In other cases it may be a cop taking his frustrations out on some citizen after having been chewed out by his sergeant or lieutenant, or after having had some squabble with his wife or other family member. In these cases, it is extremely important for the officer’s supervisor to be on the alert for any mood changes that make him unfit to work the streets that day.

And will cops ever learn that when a fellow officer commits an egregious act, he does not deserve to be lied for? The cover-up is usually judged to be as bad as the act itself.

LAPD OFFICER USED TASER ON HANDCUFFED WOMAN
Elements of the officer’ version of events are contradicted by video footage. The department denies that this and other force cases add up to a behavioral pattern of abuse

By Joel Rubin

Los Angeles Times
November 17, 2012

A Los Angeles police officer shocked a handcuffed woman with a Taser stun gun while joking with other officers at the scene, according to interviews and law enforcement records, adding to a series of controversial use-of-force incidents at the LAPD.

Officer Jorge Santander then appeared to lie about the December 2010 incident repeatedly in written reports. The three other LAPD officers who witnessed Santander stun the woman all corroborated his version of events when first questioned and failed to tell supervisors that one officer had recorded a video of the encounter, the records show.

The video shows Santander firing the Taser without warning and later displaying a Superman logo he wore on his chest beneath his uniform, according to the records. Off camera, another officer is heard laughing and singing.

The details of the case were outlined in a memo written by a prosecutor in the Los Angeles County district attorney's office that was obtained by The Times. Police officials confirmed that Police Chief Charlie Beck is seeking to have Santander and the three others fired. All four have been suspended since shortly after the incident.

The D.A.'s office concluded last year that the video and other evidence were not conclusive enough to prove that Santander had committed any crimes, according to the prosecutor's memo. Prosecutors also declined to charge the woman.

This marks the fourth time in the last few months that cases have come to light in which LAPD officers are accused of using force on suspects who had been restrained.

In August, a security surveillance camera captured an officer violently throwing a handcuffed woman to the ground with any apparent provocation.

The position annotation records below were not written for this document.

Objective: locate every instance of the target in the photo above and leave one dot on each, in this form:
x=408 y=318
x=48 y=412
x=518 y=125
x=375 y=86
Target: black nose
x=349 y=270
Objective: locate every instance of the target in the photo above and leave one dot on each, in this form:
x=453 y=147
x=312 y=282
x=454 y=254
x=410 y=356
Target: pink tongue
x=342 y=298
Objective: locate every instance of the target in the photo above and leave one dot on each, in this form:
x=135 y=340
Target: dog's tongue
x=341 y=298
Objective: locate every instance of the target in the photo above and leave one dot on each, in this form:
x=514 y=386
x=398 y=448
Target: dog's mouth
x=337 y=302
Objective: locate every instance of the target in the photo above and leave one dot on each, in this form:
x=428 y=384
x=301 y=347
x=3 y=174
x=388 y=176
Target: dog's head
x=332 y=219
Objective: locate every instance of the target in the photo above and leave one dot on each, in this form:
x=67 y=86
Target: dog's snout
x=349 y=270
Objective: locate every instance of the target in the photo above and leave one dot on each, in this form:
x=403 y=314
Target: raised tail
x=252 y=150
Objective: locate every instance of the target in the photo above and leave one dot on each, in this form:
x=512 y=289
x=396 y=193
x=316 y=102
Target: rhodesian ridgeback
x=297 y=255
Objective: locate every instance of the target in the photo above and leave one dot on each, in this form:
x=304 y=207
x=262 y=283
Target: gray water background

Days later, the Times reported on a July incident in which a video camera in a patrol car recorded a female officer stomping her heel onto the genitals of a woman who was being restrained by other officers. That woman died after being forced into the back of a patrol car, although there is no evidence that her death was caused by the officer's kick. And this month The Times learned about a botched arrest in July, in which a handcuffed man was mistakenly shot by officers after he escaped custody.

The civilian Police Commission, which oversees the LAPD, has launched an independent inquiry into cases of Taser use and other types of non-lethal force by officers.

The roughly 1,700 such cases that occur each year are investigated less rigorously than those involving lethal force, and the study will examine, among other things, whether changes to training and oversight need to be made, said commission President Andrea Ordin. She added that the report, which she said is expected to be completed in the coming months, will shed light on whether the recent string of controversial cases are unrelated or rooted in some common problem.

"They certainly raise some red flags," said Geoffrey Alpert, a leading expert on police violence and training, of the recent cases. "These types of things do happen, but when they do you have to look for the patterns that link them, if there are any. Were these officers trained by the same people or in the same way? Do they share a common psychological profile that can be identified? Someone needs to start peeling back this onion to search for what's going on."

Department officials rejected the idea that the cases add up to a larger behavioral pattern. Cmdr. Andrew Smith called them "isolated, unrelated cases in which officers got out of line." The cases, he emphasized, represent a small fraction of the total number of those involving force and added that in each of the cases in question the department is investigating the officers for misconduct.

The case involving the woman shocked by officers dates back nearly two years. Two officers, Steven Bauman and Jose Lepe, were dispatched to a parking lot behind a Hollywood nightclub around 1:30 a.m. on Dec. 4, 2010. A couple had returned to their car to find a drunk woman inside, who refused to get out. The officers ordered the woman out of the car and repeatedly gave her the opportunity to leave voluntarily, records show. When she refused to go, Bauman and Lepe arrested her on suspicion of public intoxication.

According to records, the officers handcuffed the woman and requested that a female officer be sent to assist them. Santander arrived shortly after with his partner, Georgeta Buruiana. Buruiana searched the woman and then Lepe tried to seat her in the back of his patrol car. The woman resisted and Lepe eventually resorted to pushing her down into the car. For reasons not explained in the D.A. memo, the officers then decided instead that Santander and Buruiana would transport the woman to a nearby station to be booked.